Prison union seeks action as COVID-19 reaches five cases at Bordeaux jail
With at least five reported cases of COVID-19 at Bordeaux jail, a union representing prison guards in Quebec is calling on the provincial government to provide more tests and personal protective equipment to prevent the outbreak from spreading.
La Presse has reported that four guards and one inmate had tested positive at Bordeaux, Quebec’s largest provincial jail, with 1,100 inmates. Three other inmates had symptoms of COVID -19.
“Since the crisis started, we have been working with the minister of public security to put measures in place to prevent the spread of the coronavirus,” Mathieu Lavoie, president of the Syndicat des agents de la paix en services correctionnels du Québec (SAPSCQ), said in a statement Saturday.
The union represents more than 2,800 peace officers in 18 correctional facilities across Quebec.
Nine correctional officers have tested positive in Quebec prisons and several others have been placed in quarantine in the last week for having symptoms or having been in contact with symptomatic individuals, he said.

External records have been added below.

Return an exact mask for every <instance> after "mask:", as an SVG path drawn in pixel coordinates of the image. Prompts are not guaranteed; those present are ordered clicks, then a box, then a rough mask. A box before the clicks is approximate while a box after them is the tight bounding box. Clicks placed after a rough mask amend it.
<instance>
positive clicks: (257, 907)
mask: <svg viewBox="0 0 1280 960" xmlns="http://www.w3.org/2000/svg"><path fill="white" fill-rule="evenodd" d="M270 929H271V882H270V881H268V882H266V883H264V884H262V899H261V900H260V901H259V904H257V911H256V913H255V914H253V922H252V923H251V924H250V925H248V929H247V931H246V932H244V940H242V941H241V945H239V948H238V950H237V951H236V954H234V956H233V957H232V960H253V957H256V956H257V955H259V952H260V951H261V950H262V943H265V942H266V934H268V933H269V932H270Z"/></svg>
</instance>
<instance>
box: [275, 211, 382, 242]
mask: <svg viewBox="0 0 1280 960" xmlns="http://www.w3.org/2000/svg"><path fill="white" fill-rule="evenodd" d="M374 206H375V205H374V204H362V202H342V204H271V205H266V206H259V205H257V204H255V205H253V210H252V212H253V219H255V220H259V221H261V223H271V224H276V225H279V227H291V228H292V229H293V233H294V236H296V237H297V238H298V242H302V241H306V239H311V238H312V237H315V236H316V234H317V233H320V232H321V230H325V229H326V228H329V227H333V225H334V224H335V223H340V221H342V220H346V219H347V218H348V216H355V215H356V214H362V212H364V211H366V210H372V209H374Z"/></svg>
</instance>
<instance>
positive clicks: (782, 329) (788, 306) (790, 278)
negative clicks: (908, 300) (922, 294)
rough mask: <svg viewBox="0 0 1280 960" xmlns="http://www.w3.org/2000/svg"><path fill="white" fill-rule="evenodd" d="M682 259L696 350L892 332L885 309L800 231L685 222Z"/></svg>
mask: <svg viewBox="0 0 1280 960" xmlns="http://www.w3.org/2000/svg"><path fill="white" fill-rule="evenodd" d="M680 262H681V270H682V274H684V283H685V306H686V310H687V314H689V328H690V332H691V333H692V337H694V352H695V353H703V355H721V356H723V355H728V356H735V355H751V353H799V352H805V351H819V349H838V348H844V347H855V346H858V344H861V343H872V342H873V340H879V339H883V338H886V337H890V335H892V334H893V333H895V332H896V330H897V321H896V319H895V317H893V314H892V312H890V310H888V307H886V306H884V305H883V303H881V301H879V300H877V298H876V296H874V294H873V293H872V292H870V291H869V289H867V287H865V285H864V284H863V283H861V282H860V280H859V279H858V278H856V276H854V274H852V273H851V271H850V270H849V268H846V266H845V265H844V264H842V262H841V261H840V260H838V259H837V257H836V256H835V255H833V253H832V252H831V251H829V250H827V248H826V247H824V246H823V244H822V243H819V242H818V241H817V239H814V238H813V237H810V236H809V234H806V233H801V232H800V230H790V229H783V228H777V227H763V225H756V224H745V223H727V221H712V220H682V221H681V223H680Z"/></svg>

“We have been asking the government for a long time to allow prison nurses to test for COVID -19,” he said.
Prison guards run significant risks because they work in a closed environment where it is difficult or impossible to practice social distancing.
A union representing guards at the Joliette Institution, a federal penitentiary for women north of Montreal, revealed two weeks ago that 33 guards had tested positive for the virus.
On April 20, an inmate at Joliette who contracted COVID-19 filed a proposed class-action lawsuit over Correctional Service Canada’s handling of the pandemic at its prisons in Quebec.
Reports suggest the coronavirus has also spread to the Federal Training Centre in Laval, a medium/minimum-security prison facility on Lévesque Blvd. E. in the St-françois district.